Alors bien sûr, on a aussi entendu dans cet hémicycle qu'il ne s'agit pas ici de donner 12 millions de francs supplémentaires, parce qu'en fait il s'agit d'un programme de 36 millions de francs sur trois ans; on a entendu dire que si l'on devait cette année décider d'une tranche de 12 millions, les yeux fermés, l'année prochaine, on viendrait nous dire qu'on est obligé de voter les 12 autres millions de francs puis encore la dernière tranche, parce que finalement c'est un paquet cohérent et qu'il ne faut pas le saucissonner en tranches de 12 millions de francs.

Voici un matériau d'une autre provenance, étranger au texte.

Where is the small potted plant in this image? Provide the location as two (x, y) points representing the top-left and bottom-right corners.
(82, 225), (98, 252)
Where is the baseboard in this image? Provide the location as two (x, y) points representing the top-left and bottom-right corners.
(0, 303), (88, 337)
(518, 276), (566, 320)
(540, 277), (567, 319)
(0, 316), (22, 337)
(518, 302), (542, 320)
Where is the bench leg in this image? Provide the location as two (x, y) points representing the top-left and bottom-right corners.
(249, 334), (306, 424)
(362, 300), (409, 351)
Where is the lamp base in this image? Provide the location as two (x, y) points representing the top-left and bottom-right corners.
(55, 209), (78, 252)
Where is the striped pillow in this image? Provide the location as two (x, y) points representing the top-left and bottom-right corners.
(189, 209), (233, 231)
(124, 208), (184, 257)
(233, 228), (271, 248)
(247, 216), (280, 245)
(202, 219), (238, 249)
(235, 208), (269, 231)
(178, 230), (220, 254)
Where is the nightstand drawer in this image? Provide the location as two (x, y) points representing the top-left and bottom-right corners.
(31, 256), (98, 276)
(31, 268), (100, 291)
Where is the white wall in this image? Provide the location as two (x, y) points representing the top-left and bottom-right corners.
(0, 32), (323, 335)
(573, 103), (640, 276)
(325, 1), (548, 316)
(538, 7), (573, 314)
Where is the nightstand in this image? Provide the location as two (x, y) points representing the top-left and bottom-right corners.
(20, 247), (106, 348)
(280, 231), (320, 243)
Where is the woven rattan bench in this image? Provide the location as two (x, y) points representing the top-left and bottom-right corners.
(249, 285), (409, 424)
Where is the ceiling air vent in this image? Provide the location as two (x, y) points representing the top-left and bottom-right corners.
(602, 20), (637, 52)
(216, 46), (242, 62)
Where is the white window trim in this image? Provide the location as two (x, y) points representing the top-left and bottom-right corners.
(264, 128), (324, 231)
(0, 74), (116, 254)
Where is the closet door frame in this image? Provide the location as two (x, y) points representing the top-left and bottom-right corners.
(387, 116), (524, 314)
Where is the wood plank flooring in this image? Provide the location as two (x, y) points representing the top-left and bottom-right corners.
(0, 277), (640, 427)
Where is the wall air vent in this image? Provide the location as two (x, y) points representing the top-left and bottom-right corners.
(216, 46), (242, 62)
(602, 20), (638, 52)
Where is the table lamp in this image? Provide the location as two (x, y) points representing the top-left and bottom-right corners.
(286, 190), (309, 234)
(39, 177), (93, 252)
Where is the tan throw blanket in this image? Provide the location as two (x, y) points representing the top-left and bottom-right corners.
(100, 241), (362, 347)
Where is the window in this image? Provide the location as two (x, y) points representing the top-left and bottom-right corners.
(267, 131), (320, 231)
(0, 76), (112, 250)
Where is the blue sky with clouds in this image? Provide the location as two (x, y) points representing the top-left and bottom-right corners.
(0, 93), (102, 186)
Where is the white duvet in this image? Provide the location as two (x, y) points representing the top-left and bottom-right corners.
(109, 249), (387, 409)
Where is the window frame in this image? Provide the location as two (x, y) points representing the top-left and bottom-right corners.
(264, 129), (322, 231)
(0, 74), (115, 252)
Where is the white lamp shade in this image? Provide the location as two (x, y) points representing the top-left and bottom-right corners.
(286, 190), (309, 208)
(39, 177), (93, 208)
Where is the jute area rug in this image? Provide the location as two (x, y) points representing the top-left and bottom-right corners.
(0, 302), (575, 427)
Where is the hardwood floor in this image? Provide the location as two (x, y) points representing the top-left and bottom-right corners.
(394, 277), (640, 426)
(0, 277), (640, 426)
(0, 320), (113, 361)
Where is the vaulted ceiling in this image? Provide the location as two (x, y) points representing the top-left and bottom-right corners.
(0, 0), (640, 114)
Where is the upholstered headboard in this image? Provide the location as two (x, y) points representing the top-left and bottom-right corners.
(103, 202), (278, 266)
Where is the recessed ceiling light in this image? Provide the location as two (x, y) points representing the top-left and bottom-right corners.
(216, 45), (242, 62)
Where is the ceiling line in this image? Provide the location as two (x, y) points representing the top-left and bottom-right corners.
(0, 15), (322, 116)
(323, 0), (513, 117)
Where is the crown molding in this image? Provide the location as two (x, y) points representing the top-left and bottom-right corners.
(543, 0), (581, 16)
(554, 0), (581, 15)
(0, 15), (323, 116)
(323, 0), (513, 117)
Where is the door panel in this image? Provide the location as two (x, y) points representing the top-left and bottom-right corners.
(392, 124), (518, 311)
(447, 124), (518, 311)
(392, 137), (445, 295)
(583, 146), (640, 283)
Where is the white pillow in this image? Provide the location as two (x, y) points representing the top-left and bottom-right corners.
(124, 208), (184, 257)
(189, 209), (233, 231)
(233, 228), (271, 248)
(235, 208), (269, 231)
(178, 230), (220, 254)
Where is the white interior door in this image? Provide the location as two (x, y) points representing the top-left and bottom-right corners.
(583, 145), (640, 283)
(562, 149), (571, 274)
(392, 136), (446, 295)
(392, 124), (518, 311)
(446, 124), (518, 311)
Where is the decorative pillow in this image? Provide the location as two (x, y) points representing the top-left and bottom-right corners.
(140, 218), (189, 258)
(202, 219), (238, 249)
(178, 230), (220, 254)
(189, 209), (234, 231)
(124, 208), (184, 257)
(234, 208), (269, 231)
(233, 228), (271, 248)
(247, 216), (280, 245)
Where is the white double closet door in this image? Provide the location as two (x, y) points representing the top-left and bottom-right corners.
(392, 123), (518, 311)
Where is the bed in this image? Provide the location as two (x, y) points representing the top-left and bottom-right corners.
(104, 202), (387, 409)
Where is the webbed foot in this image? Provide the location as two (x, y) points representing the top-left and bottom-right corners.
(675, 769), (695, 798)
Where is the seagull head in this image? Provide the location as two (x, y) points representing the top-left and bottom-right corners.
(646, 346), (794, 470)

D'abord, je vous rappellerai quand même que c'est le Parlement qui est compétent en matière budgétaire. Ensuite, je retourne leur argument contre ceux qui combattent cette proposition, qui disent qu'il faut attendre jusqu'au mois de juin de l'année prochaine, où une étude nous donnera le résultat atteint par les actions déjà entreprises ces dernières années par Suisse Tourisme: justement, au mois de juin, soit ces études confirmeront que les montants investis en faveur de Suisse Tourisme ont porté leurs fruits, qu'effectivement ils ont rapporté 360 millions de francs de chiffre d'affaires en plus - comme on l'a vu déjà dans certains documents qui circulent - et ont permis une augmentation conséquente des nuitées et alors, à ce moment-là, on jugera du bien-fondé de cet investissement et on décidera certainement, compte tenu des effets positifs, de poursuivre ces investissements à l'avenir; soit l'évaluation qui en sera faite sera mitigée, voire négative et, à ce moment-là, on aura toute la liberté de stopper le processus, de ne pas réinvestir pour les années qui viennent encore deux tranches de 12 millions de francs.

Il n'en demeure pas moins que si aujourd'hui nous n'adoptons pas cette proposition de minorité et que nous privons Suisse Tourisme de cette manne qui lui permet de démarcher sa clientèle hors de la zone euro et que finalement, au mois de juin, les résultats de l'étude sur les montants déjà investis s'avèrent positifs, mais que l'on a perdu ou qu'on n'a pas saisi l'opportunité de démarcher cette nouvelle clientèle hors de la zone euro - une nouvelle clientèle qui peut et qui va profiter à notre tourisme -, eh bien on n'aura pas pris de mesures de précaution suffisantes. C'est la raison pour laquelle je dis qu'investir aujourd'hui 12 millions de francs, et non pas 36, pour démarcher la clientèle hors de la zone euro, dont notre tourisme a absolument besoin, est une prise de risque nécessaire si l'on considère les montants que l'on doit attribuer à d'autres activités, à juste titre: sans vouloir critiquer ces activités, on vient de parler de la "Schoggi-Gesetz" et des millions dépensés ces dernières années pour cette activité d'exportation, eh bien je pense que l'effort qui est demandé aujourd'hui n'est pas un effort exagéré, mais que surtout il est extrêmement bien ciblé et absolument nécessaire pour notre branche touristique.

Pour cette raison, je vous demande d'adopter la proposition de la minorité Stöckli.